Yo llevo sus huellas para siempre, me transformé en una parte de ella. La sigo viendo en la calle Tejar; mamé de sus pechos la Frailestud y desde entonces la llevo en mí ser. Se me aparece en mis sueños, habla conmigo, me dice cosas, seguimos yendo a por grandes sacos de hierba para que coman los conejos en el corral, para criar aquellos roedores enormes para cocinarlos con arroz, ella que no cocinaba que solo trabajaba, que solo pensaba en sus clientes, los adoraba, les ponía lo mejor que tenía, para ganar una peseta de aquellas rubias y tenía varias macetas llenas de pesetas, de reales y de perrillas y gordas. Los niños entraban a la tienda y se llevaban puñados de monedas para comprar naranjas o jugar al futbolín, aquella tienda que tenía una gran panocha de plátanos, atada con una cuerda al techo y tenía que dar saltos para poder coger un plátano.
Aquel era el Frailes de la posguerra, de la subsistencia, el de los Mantenidos aquellos niños que se iban a un cortijo a guardar cabras u ovejas y pasaban los meses sin volver a sus casas, entonces no había casi de nada, mucha miseria y bastante mala leche. El Frailes del Cinema España, del Salón de Manolín, del papel de estraza, de la escuela de Emilio, de la leche del cura, de la misa obligatoria, de los fantasmas, el de la Avenida del Generalísimo y la plaza de José Antonio. El Frailes de la feria de septiembre, de la rebusca y de las Igualas. El de las bodas de dulces y garbanzos tostados, el de los bebedores de aguardiente, el de Cangrena y Rafalillo Juanaco. El Frailes de la caza furtiva y el trampeo. El Frailes de la Cueva y de la taberna de la Mariquilla; el de los partidos de fútbol en las Eras del Mecedero, el de Manolo el de los Tostados, el de Chipilín, el de Fiscalillo y Patarito. Un Frailes de inviernos duros y riadas de aguas marrones, con temporales de un mes, con goteras y fríos silenciosos, con hombres desamparados en las barandas mirando el agua del río como pasaba; hombres buscando nueces y mujeres bordando velos; el Frailes de las fiestas de San Pedro, de la orquesta Trébol, de Tiburcio y don Fermín, de Calahorra y Dondín.

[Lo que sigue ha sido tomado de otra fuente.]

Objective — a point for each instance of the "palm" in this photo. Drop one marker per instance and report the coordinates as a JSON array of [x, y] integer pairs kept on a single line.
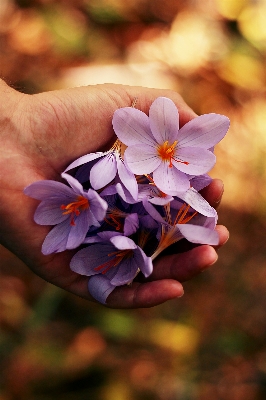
[[52, 130]]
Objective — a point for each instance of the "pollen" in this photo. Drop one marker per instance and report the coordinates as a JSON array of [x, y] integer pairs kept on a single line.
[[75, 208], [167, 153]]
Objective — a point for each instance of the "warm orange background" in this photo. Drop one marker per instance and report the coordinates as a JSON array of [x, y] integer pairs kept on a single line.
[[210, 344]]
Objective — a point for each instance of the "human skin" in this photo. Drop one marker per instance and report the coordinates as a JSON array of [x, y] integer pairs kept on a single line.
[[40, 136]]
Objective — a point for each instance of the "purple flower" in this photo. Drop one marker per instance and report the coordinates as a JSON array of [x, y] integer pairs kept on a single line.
[[115, 262], [71, 209], [194, 221], [157, 145], [106, 170]]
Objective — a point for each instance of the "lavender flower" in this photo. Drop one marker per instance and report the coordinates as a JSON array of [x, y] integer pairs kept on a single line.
[[157, 145], [106, 170], [71, 209], [117, 261]]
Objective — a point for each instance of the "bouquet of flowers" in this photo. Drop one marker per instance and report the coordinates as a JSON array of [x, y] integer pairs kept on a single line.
[[121, 208]]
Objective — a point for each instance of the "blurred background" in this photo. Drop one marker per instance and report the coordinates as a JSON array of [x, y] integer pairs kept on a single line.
[[210, 344]]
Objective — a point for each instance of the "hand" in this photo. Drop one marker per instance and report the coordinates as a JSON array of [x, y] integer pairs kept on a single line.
[[40, 136]]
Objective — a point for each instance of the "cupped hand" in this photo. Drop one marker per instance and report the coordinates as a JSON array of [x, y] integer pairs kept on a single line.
[[41, 135]]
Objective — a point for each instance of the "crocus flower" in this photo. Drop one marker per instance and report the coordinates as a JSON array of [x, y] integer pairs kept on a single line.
[[157, 145], [71, 209], [188, 224], [115, 262], [104, 171]]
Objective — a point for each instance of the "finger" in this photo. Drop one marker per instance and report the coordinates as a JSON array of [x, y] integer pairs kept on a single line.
[[186, 265], [144, 295], [213, 192]]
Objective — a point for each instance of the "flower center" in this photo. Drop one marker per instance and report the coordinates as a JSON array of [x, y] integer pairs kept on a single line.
[[167, 151], [117, 257], [182, 217], [75, 208]]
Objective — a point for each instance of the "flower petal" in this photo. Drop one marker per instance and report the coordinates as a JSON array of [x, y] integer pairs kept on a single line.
[[123, 243], [49, 213], [98, 206], [142, 159], [86, 260], [85, 159], [56, 240], [46, 189], [127, 178], [169, 179], [131, 224], [204, 131], [199, 160], [198, 203], [164, 120], [199, 234], [125, 272], [100, 287], [132, 126], [103, 172], [201, 181], [78, 231]]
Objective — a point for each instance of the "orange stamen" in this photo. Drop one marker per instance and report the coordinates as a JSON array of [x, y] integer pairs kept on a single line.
[[75, 208], [166, 152]]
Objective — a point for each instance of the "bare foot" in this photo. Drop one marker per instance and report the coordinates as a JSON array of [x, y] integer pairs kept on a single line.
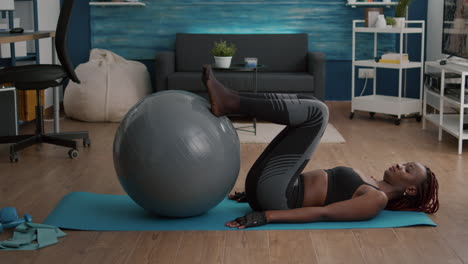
[[223, 101]]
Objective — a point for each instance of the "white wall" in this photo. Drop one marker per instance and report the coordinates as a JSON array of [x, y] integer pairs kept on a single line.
[[48, 12], [435, 12]]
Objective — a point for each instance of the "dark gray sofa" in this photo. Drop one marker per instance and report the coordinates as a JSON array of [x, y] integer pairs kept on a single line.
[[290, 66]]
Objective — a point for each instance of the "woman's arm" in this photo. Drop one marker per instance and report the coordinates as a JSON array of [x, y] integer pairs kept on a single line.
[[363, 207]]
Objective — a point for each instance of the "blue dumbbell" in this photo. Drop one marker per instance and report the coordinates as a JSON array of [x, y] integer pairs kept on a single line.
[[13, 223], [8, 214]]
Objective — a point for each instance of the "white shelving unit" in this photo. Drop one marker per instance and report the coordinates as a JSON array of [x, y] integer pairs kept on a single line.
[[451, 123], [371, 4], [393, 105], [117, 4]]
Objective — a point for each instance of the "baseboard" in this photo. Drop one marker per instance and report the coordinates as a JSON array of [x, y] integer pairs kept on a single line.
[[49, 111]]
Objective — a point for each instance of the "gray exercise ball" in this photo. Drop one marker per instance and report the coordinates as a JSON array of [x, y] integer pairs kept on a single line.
[[174, 157]]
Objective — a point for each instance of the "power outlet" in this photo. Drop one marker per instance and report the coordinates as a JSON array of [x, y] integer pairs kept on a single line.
[[366, 73]]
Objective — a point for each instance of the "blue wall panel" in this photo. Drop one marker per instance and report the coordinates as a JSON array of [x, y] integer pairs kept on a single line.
[[140, 32], [165, 24]]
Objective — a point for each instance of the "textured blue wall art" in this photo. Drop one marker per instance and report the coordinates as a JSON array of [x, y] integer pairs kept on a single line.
[[140, 32]]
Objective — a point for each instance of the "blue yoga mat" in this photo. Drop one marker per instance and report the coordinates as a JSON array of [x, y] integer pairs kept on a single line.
[[102, 212]]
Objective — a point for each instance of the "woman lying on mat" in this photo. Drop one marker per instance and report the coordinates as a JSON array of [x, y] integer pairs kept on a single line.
[[278, 191]]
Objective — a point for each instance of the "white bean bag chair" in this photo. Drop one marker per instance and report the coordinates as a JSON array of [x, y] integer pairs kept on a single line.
[[110, 86]]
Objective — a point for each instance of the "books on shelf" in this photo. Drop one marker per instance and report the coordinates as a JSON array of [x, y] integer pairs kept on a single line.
[[394, 58]]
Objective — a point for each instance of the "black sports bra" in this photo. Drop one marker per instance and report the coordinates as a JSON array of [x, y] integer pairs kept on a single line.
[[342, 183]]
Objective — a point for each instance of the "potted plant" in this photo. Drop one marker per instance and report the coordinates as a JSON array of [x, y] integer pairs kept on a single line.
[[400, 12], [223, 52]]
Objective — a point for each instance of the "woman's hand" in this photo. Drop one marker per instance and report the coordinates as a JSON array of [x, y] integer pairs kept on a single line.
[[249, 220]]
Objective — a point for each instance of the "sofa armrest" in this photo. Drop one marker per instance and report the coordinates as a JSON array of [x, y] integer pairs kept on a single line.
[[165, 65], [316, 66]]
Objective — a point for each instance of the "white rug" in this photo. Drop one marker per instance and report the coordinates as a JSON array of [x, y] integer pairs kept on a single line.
[[267, 131]]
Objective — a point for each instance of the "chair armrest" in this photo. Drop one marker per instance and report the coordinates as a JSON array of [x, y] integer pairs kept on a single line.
[[165, 65], [316, 67]]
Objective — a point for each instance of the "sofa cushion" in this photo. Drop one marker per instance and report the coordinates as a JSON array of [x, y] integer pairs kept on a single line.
[[280, 52], [280, 82]]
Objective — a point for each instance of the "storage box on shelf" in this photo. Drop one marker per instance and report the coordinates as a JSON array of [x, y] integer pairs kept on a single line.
[[452, 122], [20, 47], [375, 103]]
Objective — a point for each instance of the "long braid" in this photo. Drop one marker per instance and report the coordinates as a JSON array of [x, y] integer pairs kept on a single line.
[[426, 200]]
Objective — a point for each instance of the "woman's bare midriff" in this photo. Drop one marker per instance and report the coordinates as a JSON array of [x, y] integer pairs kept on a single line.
[[316, 187]]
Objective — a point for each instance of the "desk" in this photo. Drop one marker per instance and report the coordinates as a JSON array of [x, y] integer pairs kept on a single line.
[[6, 37]]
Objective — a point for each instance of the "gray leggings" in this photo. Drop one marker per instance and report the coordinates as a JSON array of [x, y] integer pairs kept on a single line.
[[274, 182]]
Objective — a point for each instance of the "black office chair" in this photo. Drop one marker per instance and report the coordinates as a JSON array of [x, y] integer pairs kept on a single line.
[[40, 77]]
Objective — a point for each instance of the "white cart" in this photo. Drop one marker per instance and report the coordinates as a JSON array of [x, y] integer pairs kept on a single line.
[[393, 105], [450, 122]]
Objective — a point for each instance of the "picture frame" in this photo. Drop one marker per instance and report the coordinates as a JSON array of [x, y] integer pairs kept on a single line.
[[372, 13]]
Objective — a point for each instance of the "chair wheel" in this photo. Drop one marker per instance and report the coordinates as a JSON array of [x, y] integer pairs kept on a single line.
[[86, 142], [73, 153], [14, 157]]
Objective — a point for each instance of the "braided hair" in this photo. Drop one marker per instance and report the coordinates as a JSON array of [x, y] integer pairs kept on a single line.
[[426, 200]]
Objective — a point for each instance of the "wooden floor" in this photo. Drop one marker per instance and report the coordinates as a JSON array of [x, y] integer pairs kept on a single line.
[[45, 174]]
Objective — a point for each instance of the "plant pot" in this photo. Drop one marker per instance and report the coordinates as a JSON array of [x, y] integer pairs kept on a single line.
[[223, 62], [400, 22]]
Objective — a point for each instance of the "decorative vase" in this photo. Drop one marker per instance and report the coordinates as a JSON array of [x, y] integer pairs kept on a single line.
[[400, 22], [223, 62], [381, 22]]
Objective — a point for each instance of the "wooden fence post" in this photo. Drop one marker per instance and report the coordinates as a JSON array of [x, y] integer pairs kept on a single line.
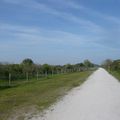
[[9, 79]]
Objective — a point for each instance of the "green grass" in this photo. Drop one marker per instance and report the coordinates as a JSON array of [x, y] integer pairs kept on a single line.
[[37, 94], [116, 74]]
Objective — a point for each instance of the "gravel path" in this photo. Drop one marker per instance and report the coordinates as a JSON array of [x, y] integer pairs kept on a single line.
[[97, 99]]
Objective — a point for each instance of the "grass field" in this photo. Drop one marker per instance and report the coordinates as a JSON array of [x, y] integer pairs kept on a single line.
[[37, 95], [116, 74]]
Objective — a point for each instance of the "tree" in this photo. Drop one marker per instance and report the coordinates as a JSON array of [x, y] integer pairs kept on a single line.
[[88, 64], [107, 64], [27, 61]]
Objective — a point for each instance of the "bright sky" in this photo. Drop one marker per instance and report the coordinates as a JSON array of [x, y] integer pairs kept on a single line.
[[59, 31]]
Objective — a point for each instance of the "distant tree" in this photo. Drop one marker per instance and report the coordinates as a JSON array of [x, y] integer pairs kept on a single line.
[[107, 64], [28, 66], [27, 61], [88, 64], [115, 65]]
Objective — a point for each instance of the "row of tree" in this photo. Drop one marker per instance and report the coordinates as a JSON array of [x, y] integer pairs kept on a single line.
[[27, 66], [112, 65]]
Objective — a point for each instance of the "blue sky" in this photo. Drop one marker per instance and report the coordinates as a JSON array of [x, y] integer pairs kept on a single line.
[[59, 31]]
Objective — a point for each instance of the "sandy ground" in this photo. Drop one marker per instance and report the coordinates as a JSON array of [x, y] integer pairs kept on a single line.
[[97, 99]]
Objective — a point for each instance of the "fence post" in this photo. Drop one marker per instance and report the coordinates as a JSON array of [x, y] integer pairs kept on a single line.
[[46, 74], [9, 79], [27, 76], [37, 75]]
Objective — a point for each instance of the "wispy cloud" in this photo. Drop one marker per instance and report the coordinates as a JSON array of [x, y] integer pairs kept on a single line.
[[40, 7]]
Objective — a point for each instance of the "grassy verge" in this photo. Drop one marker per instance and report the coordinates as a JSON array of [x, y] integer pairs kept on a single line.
[[116, 74], [37, 95]]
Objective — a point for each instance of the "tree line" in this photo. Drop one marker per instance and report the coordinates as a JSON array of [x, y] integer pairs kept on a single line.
[[28, 68], [112, 65]]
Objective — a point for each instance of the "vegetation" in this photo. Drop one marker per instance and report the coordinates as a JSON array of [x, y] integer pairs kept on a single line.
[[113, 66], [37, 94], [13, 73]]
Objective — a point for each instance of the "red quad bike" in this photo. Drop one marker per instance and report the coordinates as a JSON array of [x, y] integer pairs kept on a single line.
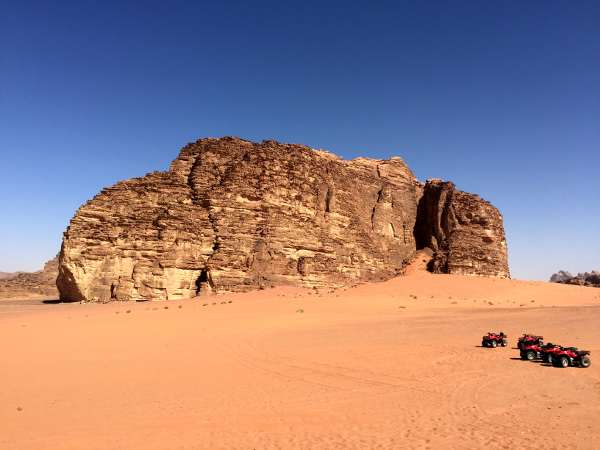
[[533, 351], [549, 351], [493, 340], [571, 356], [528, 339]]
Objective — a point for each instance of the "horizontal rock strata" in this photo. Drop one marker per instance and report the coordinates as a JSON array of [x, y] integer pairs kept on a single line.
[[232, 216]]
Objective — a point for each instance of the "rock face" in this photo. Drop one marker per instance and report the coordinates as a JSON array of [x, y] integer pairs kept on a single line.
[[465, 231], [561, 275], [31, 284], [232, 216]]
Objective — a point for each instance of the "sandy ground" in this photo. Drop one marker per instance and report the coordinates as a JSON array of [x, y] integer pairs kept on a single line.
[[390, 365]]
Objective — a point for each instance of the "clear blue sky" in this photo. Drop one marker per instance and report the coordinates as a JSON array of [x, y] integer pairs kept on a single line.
[[500, 97]]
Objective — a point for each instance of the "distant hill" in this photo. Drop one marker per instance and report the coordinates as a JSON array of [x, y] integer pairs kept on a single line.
[[30, 284]]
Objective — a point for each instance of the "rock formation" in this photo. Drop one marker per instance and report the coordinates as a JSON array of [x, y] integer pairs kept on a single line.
[[232, 216], [561, 275]]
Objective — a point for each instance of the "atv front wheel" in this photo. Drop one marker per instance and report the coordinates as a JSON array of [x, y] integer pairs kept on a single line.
[[585, 362], [563, 361]]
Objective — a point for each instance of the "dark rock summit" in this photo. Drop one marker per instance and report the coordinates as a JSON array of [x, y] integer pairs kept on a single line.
[[233, 216]]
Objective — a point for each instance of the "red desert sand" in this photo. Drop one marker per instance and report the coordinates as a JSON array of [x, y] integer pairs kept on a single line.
[[390, 365]]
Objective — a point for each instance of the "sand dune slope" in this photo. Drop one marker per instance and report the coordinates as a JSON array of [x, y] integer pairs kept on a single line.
[[391, 365]]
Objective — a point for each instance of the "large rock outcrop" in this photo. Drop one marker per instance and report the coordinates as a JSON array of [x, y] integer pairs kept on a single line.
[[232, 216]]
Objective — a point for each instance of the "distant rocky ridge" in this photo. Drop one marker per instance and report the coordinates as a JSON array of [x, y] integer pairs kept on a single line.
[[31, 284], [582, 279], [232, 216]]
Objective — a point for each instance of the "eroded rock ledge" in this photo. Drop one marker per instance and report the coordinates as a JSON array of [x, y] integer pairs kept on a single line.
[[233, 216]]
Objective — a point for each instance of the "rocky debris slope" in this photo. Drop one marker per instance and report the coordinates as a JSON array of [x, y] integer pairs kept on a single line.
[[232, 216], [465, 231], [31, 284]]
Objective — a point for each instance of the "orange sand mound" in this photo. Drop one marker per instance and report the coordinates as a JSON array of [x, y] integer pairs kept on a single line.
[[391, 365]]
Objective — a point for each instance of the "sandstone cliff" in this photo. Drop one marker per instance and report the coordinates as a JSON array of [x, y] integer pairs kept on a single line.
[[232, 215]]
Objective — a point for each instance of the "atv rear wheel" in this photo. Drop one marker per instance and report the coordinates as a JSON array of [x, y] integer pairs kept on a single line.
[[585, 361], [563, 361]]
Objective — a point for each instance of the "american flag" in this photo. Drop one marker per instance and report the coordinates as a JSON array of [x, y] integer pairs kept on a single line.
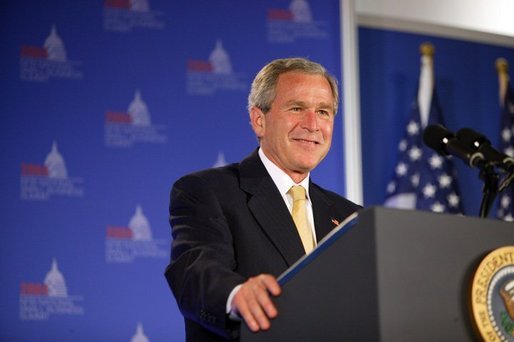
[[506, 206], [423, 179]]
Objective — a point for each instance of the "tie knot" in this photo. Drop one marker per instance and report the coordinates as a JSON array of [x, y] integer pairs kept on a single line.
[[298, 192]]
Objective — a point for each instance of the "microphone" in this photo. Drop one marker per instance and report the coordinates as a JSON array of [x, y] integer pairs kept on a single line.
[[444, 142], [480, 143]]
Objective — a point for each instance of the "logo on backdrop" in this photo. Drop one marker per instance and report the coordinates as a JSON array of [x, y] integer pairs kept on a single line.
[[139, 336], [44, 181], [287, 25], [40, 63], [206, 77], [123, 129], [39, 301], [126, 15], [125, 244], [492, 295]]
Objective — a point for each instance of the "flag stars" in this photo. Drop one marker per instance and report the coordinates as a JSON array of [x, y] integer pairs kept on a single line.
[[415, 153], [413, 128], [509, 151], [401, 169], [402, 146], [453, 200], [391, 187], [444, 181], [415, 180], [506, 134], [437, 207], [436, 161], [429, 190], [505, 201]]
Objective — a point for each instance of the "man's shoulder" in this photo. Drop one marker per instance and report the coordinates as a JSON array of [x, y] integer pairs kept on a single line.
[[213, 175]]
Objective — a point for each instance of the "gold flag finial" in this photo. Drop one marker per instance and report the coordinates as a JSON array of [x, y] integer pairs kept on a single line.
[[502, 66], [427, 49]]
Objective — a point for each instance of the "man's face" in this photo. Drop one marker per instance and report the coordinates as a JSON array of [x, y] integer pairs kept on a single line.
[[297, 131]]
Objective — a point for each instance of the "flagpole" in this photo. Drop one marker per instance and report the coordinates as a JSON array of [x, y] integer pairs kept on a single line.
[[502, 67]]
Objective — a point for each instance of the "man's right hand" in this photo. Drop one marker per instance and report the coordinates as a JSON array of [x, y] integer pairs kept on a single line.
[[253, 303]]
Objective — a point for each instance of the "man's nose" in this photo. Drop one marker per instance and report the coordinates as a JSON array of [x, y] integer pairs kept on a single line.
[[310, 120]]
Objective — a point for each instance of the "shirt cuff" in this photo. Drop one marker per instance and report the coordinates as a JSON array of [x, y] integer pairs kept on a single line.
[[232, 314]]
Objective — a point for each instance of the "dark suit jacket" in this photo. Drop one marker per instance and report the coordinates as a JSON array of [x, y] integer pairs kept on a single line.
[[228, 224]]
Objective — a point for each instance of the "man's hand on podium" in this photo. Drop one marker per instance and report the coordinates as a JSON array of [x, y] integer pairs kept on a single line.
[[253, 303]]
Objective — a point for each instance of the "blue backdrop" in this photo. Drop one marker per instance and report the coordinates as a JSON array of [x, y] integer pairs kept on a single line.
[[105, 104]]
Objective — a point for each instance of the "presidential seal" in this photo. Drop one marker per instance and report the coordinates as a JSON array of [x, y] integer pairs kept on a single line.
[[492, 295]]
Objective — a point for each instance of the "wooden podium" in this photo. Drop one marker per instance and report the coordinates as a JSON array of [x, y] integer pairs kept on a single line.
[[386, 275]]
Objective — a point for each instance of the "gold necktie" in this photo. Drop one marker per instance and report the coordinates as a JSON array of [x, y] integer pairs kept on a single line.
[[300, 217]]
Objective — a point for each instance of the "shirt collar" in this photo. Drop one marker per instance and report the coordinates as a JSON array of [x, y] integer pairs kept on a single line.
[[280, 178]]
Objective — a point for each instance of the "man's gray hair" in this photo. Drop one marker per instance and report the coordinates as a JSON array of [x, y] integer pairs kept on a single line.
[[264, 85]]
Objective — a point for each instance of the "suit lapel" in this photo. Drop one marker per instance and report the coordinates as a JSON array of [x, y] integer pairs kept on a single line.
[[269, 209]]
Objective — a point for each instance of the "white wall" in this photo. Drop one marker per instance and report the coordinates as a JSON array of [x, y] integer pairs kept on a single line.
[[490, 21]]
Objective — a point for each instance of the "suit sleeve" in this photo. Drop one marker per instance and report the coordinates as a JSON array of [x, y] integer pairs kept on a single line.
[[201, 272]]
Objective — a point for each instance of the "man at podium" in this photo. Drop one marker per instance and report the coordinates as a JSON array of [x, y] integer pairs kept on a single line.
[[236, 228]]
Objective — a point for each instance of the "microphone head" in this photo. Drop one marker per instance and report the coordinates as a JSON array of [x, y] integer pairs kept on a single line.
[[437, 137]]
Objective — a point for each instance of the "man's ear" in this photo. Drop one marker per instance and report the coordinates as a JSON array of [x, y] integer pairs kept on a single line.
[[258, 121]]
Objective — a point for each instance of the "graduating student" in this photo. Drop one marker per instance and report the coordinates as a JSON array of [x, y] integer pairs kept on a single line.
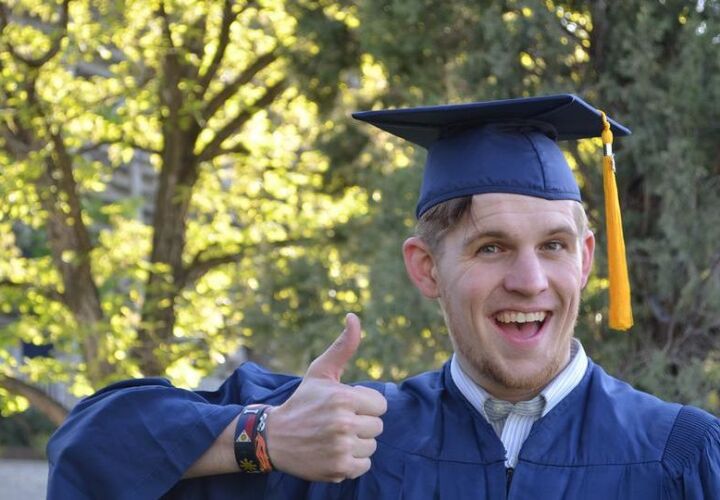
[[518, 412]]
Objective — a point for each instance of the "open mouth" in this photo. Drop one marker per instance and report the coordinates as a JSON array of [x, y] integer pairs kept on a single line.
[[521, 325]]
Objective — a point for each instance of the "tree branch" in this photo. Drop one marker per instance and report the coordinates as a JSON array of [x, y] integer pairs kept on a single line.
[[46, 292], [231, 88], [54, 47], [200, 266], [214, 148], [165, 24], [223, 41], [88, 148], [53, 410]]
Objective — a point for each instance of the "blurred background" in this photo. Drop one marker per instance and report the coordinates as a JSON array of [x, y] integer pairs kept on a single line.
[[182, 187]]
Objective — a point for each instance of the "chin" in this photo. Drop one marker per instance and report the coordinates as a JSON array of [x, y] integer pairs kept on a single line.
[[526, 379]]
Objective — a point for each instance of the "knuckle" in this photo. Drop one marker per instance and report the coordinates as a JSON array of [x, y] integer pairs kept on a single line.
[[340, 399], [361, 467], [341, 425], [372, 447], [380, 425]]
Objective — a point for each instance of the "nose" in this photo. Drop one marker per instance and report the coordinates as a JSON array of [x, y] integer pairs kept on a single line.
[[526, 275]]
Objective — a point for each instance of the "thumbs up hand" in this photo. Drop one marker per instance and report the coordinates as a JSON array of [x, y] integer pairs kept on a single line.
[[326, 430]]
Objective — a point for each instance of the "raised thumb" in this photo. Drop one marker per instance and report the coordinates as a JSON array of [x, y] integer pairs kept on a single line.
[[331, 363]]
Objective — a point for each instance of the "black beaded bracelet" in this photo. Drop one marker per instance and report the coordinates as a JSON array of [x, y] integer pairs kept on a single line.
[[251, 451]]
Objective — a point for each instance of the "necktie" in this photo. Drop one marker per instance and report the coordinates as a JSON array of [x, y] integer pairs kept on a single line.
[[498, 410]]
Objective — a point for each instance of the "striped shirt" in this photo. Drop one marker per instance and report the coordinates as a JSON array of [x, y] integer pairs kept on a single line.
[[515, 429]]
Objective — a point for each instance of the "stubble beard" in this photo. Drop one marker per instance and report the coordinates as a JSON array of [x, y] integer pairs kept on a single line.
[[491, 369]]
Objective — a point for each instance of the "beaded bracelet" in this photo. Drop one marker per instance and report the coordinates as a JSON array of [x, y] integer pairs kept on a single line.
[[251, 451]]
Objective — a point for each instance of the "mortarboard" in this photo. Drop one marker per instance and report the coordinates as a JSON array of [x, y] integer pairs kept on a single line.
[[510, 146]]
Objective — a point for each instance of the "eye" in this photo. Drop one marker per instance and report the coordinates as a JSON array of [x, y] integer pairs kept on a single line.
[[489, 249], [554, 246]]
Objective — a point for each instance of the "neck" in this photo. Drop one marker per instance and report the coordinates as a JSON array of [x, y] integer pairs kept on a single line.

El Frailes de las mujeres modistas, de los cántaros del agua, de las gaseosas de Pepillo o de la carnicería de Cazaleno; un Frailes oculto, verdadero, de calzones de pana, de mantas de borra, colchones de farfolla, algunos de lana. Un Frailes de catres viejos, de cuadras de mulos y burros, de botica y rosarios, de queso del cura, un Frailes en tenguerengues, de lutos negros, estrictos y regulados, con calles barridas por mujeres, con acequias de agua por cualquier lugar, donde algunas noches la luna se reflejaba. Un Frailes construido a yeso y teja vana, con albañiles por parejas y mucha cal. El Frailes de mi infancia y de mi juventud, con atisbos de esperanza que me hacían soñar; el Frailes del Barrihondillo y de la Cuestecilla, el del Cerrillo y el barrio de la Iglesia, un Frailes muerto y vivo que fue resucitado con la fuerza de todos los fraileros que estaban y llegaban. Había un hombre que vendía pan de higo, compraba nueces y almendras, perdices y conejos, zorzales y setas; otro vendía helados de varios pisos con galletas a uno y otro lado; otro sacaba arena del río y con un burro y un serón la transportaba a las calles para remendar casas. Había varios que hacían puertas y ventanas, colocaban cristales y elaboraban muebles de madera; otro hacía pan con sus propias manos y las piezas las colocaba en un horno de leña y olían como si fuesen rosas en primavera. Había un hombre que arreglaba sombrillas, otro que aprendió la fotografía y hacía fotos de noche y de día. No sé cuántos iban al campo, otros tantos a la vendimia, muchos a la fresa y a unos pocos les tocó la lotería. Cuando era niño subía al Cepero y había viñas con uvas blancas y negras, desde allí contemplaba el paisaje y llegaba a lo más alto, una mujer que le decían la Zapatera tenía una finca, con una era llena de piedras e hierbas verdes, después se fue a Barcelona y volvía de vez en cuando. Después, se formó un Frailes nuevo, entre el barrio de la Iglesia y el Nacimiento, con calles nuevas como la Avenida de la Constitución, donde antes había una serie de huertas, con grandes cerezos.